Even though it gets thrown under the rug sometimes, the truth is we actually live in a very volatile world. This volatility has surfaced on various different occasions, and notably enough, it has appeared in varying forms. Now, when you don’t even know the extent of an upcoming turbulence, things get tricky really quick. Hence, to protect people from getting impacted by such undesirable events, we would bring dedicated regulatory bodies into the fold. These bodies were given the task of keeping a close eye on everything that goes down in the public domain. They were also given the room to establish regulations so to introduce clear reference points across the board. However, while the devised rules remain a part of what the regulatory industry is all about today, they don’t cover the other responsibilities that we expect our governing forces to bear. You see, the regulators’ core role has evolved rather dramatically over the years. With elements like technology entering the fray, we now want the watchdogs to understand and handle situations that they are learning about pretty much on the fly. In hindsight, though, we must say they have come a long way. Their progression, in fact, becomes quite apparent when you observe the measures they are taking against all the misdoings of Big Tech companies. This same assertiveness looks set to be tested yet again, as Meta faces two new complaints.
Whistleblower Aid, the nonprofit that represents Facebook whistleblower Frances Haugen, has officially filed two new Security and Exchange Commission complaints against the social media giant. According to The Washington Post, the complaints talk at length to Meta misleading its stakeholders in regards to fighting misinformation about climate change and Covid 19. The first complaint focuses entirely on how, despite Meta’s consistent reassurances, the climate change misinformation is still available in spades throughout the platform. These accusations are further solidified through internal documents sharing Meta employees own experiences in this context. Apart from it, the Whistleblower Aid’s complaint even delves into the failure of company’s Climate Science Information Center. Launched in 2020, the information center has struggled immensely to achieve its intended reach so far. The worst part is that misinformation levels have only gone up during this time.
The similar case is pretty similar for nonprofit’s second complaint.

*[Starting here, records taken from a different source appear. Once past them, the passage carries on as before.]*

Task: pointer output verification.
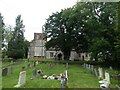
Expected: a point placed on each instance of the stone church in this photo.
(37, 50)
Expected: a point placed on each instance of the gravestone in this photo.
(92, 69)
(31, 65)
(96, 72)
(28, 65)
(23, 68)
(22, 79)
(40, 72)
(100, 70)
(89, 66)
(84, 65)
(105, 82)
(11, 70)
(49, 66)
(4, 71)
(34, 73)
(66, 66)
(34, 64)
(63, 81)
(110, 67)
(37, 63)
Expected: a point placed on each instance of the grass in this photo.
(78, 77)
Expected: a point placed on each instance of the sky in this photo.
(33, 12)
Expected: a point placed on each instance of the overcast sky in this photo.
(34, 12)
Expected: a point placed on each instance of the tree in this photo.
(16, 44)
(26, 45)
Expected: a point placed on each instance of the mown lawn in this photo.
(78, 77)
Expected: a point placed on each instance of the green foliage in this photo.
(86, 27)
(1, 30)
(16, 44)
(26, 45)
(78, 77)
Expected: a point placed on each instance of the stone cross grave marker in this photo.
(100, 70)
(4, 71)
(22, 79)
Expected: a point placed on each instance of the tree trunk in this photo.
(66, 55)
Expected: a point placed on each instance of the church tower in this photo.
(37, 47)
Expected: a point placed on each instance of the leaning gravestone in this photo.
(4, 71)
(22, 79)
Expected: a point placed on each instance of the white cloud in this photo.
(34, 12)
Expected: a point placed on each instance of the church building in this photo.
(37, 50)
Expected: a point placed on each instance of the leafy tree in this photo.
(16, 44)
(26, 45)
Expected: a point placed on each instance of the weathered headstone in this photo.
(105, 82)
(110, 67)
(62, 81)
(100, 70)
(23, 68)
(37, 63)
(40, 72)
(28, 65)
(92, 69)
(66, 66)
(11, 70)
(34, 64)
(96, 72)
(84, 65)
(22, 79)
(34, 72)
(49, 66)
(89, 66)
(4, 71)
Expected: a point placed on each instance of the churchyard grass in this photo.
(78, 77)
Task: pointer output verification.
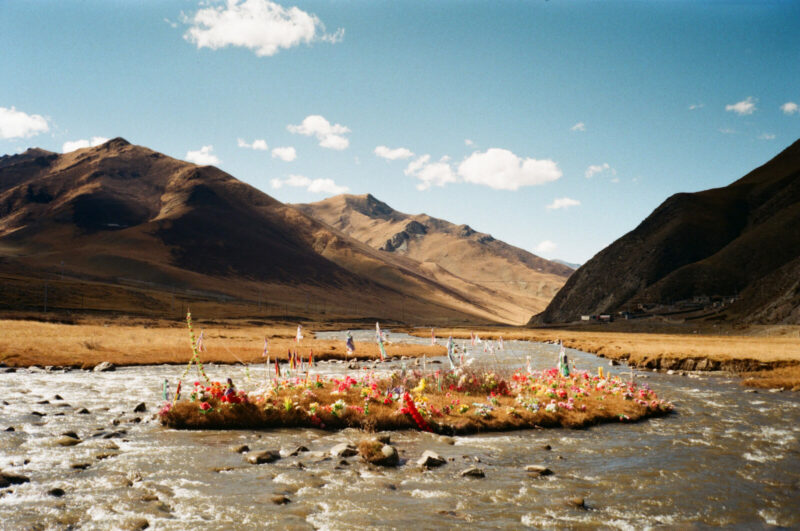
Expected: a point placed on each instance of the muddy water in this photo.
(728, 458)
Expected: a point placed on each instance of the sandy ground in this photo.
(763, 360)
(142, 342)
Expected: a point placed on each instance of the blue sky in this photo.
(490, 112)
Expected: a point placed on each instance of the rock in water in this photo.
(265, 456)
(378, 453)
(538, 471)
(472, 472)
(430, 459)
(280, 499)
(576, 502)
(292, 453)
(104, 367)
(7, 479)
(66, 440)
(343, 450)
(136, 524)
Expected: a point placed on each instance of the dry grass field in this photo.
(145, 342)
(768, 361)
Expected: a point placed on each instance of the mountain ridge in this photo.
(712, 244)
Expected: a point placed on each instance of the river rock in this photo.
(430, 459)
(472, 472)
(66, 440)
(343, 450)
(135, 524)
(292, 453)
(538, 471)
(7, 478)
(280, 499)
(377, 453)
(576, 501)
(264, 456)
(104, 367)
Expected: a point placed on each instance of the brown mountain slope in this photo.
(455, 255)
(739, 241)
(119, 213)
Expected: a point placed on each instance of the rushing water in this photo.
(727, 458)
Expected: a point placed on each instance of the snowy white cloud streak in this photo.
(17, 124)
(79, 144)
(330, 136)
(258, 25)
(203, 156)
(324, 186)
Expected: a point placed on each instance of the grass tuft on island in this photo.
(460, 401)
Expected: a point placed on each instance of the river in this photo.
(728, 457)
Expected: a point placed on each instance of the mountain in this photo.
(571, 265)
(504, 276)
(740, 242)
(129, 227)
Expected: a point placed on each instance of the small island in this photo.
(457, 401)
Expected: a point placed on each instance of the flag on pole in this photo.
(379, 339)
(199, 344)
(451, 352)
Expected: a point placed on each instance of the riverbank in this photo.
(146, 342)
(762, 361)
(444, 402)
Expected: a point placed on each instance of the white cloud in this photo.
(393, 154)
(17, 124)
(203, 156)
(329, 136)
(258, 144)
(790, 108)
(503, 170)
(259, 25)
(594, 169)
(79, 144)
(326, 186)
(431, 173)
(743, 107)
(287, 154)
(545, 247)
(563, 202)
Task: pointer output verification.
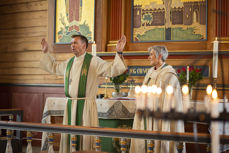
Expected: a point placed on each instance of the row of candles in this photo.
(148, 97)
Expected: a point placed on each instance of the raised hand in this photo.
(121, 44)
(44, 45)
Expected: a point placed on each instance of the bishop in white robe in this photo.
(161, 75)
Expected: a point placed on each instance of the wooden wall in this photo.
(25, 22)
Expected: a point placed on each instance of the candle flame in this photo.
(137, 89)
(185, 89)
(169, 89)
(209, 89)
(144, 89)
(159, 90)
(154, 89)
(214, 94)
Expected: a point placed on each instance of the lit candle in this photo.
(169, 91)
(151, 97)
(187, 74)
(186, 98)
(105, 96)
(215, 58)
(93, 48)
(156, 104)
(144, 97)
(138, 97)
(214, 104)
(207, 99)
(214, 124)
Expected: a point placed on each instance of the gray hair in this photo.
(159, 50)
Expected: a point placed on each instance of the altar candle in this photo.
(169, 91)
(207, 99)
(93, 48)
(144, 97)
(186, 99)
(156, 104)
(151, 97)
(215, 58)
(214, 124)
(214, 104)
(138, 97)
(187, 74)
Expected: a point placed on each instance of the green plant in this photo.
(119, 80)
(195, 74)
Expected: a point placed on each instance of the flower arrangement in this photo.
(119, 80)
(195, 74)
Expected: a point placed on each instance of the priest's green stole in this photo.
(81, 92)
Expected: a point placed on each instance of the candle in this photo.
(93, 49)
(187, 74)
(207, 99)
(105, 96)
(157, 101)
(215, 58)
(214, 104)
(186, 99)
(169, 91)
(138, 97)
(151, 97)
(214, 124)
(144, 97)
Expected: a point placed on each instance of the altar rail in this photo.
(111, 132)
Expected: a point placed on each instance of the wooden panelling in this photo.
(30, 99)
(24, 7)
(25, 22)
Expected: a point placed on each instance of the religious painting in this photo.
(169, 20)
(73, 17)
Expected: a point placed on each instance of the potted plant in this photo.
(118, 80)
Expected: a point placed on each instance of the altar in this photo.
(113, 113)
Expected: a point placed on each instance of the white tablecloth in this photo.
(119, 108)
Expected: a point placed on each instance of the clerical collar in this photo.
(162, 66)
(81, 56)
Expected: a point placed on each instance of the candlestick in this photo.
(214, 124)
(106, 96)
(138, 98)
(151, 97)
(207, 99)
(186, 98)
(159, 91)
(169, 91)
(215, 58)
(93, 48)
(187, 74)
(144, 97)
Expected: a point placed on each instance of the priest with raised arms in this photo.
(81, 79)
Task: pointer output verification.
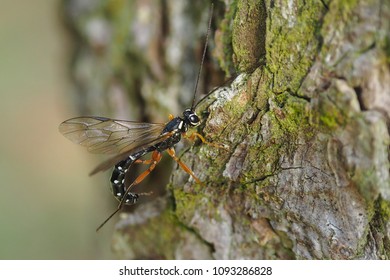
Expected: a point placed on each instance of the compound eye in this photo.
(194, 119)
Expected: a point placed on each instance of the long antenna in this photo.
(203, 56)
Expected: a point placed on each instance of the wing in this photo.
(109, 136)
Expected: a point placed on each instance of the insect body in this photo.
(129, 141)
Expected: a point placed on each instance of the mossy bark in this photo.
(306, 171)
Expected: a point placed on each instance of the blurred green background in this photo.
(49, 207)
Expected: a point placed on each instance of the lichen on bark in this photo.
(306, 171)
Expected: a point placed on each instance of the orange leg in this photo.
(172, 153)
(146, 161)
(156, 157)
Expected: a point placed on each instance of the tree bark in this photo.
(306, 120)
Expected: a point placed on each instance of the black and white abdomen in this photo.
(118, 186)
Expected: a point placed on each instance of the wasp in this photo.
(130, 141)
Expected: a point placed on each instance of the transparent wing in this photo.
(109, 136)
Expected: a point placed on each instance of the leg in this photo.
(146, 161)
(156, 157)
(172, 153)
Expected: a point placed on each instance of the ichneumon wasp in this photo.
(129, 141)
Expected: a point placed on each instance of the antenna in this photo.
(203, 56)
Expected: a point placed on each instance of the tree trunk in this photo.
(306, 174)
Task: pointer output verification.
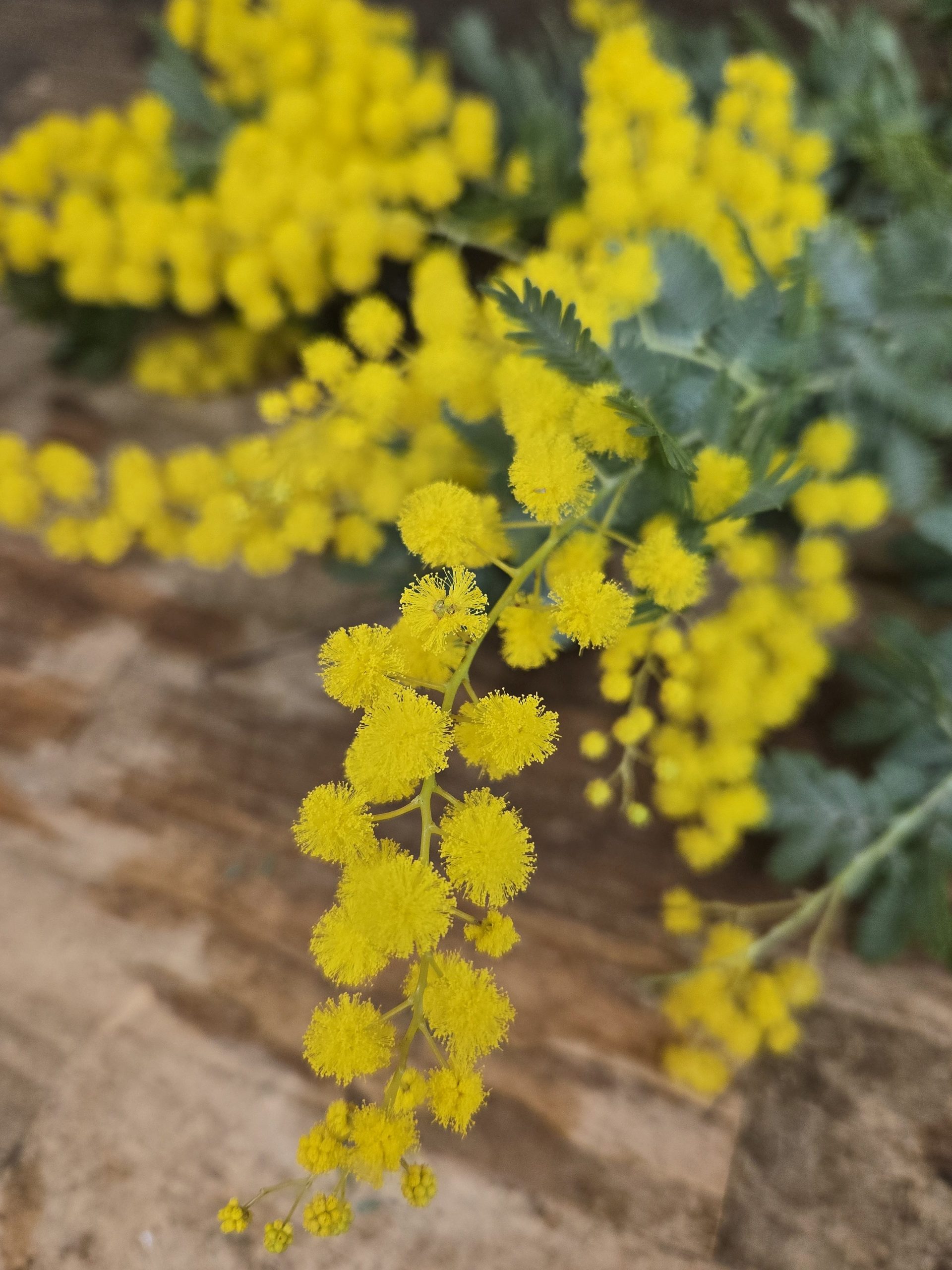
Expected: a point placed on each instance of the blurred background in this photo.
(158, 731)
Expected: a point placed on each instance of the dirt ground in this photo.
(154, 926)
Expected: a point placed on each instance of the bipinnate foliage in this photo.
(827, 816)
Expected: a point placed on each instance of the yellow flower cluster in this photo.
(346, 141)
(728, 1010)
(652, 164)
(724, 683)
(393, 903)
(223, 357)
(724, 680)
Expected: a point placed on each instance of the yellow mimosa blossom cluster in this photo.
(345, 445)
(729, 1008)
(729, 675)
(651, 163)
(701, 698)
(346, 141)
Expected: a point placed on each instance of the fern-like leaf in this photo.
(552, 332)
(644, 423)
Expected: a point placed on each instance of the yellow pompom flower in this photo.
(720, 482)
(108, 538)
(403, 740)
(343, 951)
(455, 1098)
(818, 505)
(418, 1185)
(819, 559)
(278, 1236)
(864, 502)
(400, 903)
(329, 362)
(485, 849)
(827, 445)
(320, 1150)
(465, 1009)
(502, 733)
(234, 1217)
(495, 935)
(381, 1140)
(529, 633)
(592, 610)
(348, 1038)
(701, 1070)
(674, 577)
(638, 815)
(726, 942)
(681, 912)
(358, 663)
(441, 610)
(373, 325)
(765, 1000)
(65, 472)
(581, 553)
(445, 524)
(551, 477)
(327, 1216)
(702, 849)
(412, 1090)
(333, 824)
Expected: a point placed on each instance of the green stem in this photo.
(400, 811)
(901, 828)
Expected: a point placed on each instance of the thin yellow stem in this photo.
(402, 811)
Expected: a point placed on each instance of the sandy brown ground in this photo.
(155, 916)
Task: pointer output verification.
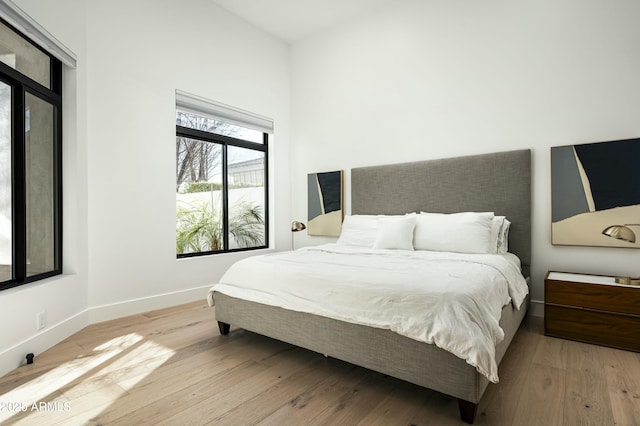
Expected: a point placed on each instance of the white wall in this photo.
(119, 156)
(430, 79)
(139, 53)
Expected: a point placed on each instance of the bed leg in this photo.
(224, 328)
(467, 411)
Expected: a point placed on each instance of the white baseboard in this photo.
(146, 304)
(15, 356)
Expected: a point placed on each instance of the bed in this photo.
(496, 182)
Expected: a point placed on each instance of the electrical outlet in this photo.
(42, 320)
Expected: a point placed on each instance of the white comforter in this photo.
(449, 299)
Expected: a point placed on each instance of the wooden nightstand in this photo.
(592, 309)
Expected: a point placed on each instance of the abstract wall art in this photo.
(594, 186)
(325, 203)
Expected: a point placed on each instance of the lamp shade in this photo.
(297, 226)
(620, 232)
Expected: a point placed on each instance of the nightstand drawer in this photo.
(602, 328)
(609, 298)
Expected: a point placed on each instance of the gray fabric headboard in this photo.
(499, 182)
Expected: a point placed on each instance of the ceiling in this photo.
(293, 20)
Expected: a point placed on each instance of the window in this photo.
(221, 179)
(30, 160)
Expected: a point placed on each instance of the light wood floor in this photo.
(171, 367)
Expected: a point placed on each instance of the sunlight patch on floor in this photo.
(52, 397)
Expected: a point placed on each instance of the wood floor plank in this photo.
(173, 367)
(499, 403)
(622, 371)
(541, 402)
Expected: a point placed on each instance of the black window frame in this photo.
(20, 86)
(225, 142)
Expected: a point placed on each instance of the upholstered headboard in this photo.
(499, 182)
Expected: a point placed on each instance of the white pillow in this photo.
(359, 230)
(467, 232)
(395, 233)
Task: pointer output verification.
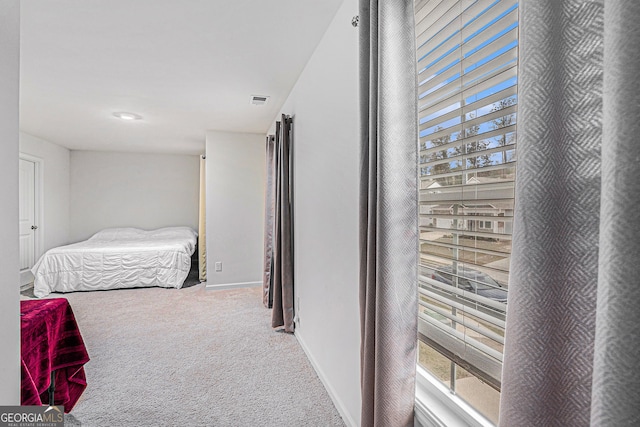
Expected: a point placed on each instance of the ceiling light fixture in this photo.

Again backed up by internal documents, the report does a lot to convey how Meta is housing anti-quarantine groups, imprecise details regarding the vaccine, and the Covid 19 disease.
In response, however, Meta has now issued a statement.
“We’ve directed more than 2 billion people to authoritative public health information and continue to remove false claims about vaccines, conspiracy theories, and misinformation,” said Drew Pusateri, Meta’s spokesperson. There are no one-size-fits-all solutions to stopping the spread of misinformation, but we’re committed to building new tools and policies to combat it.”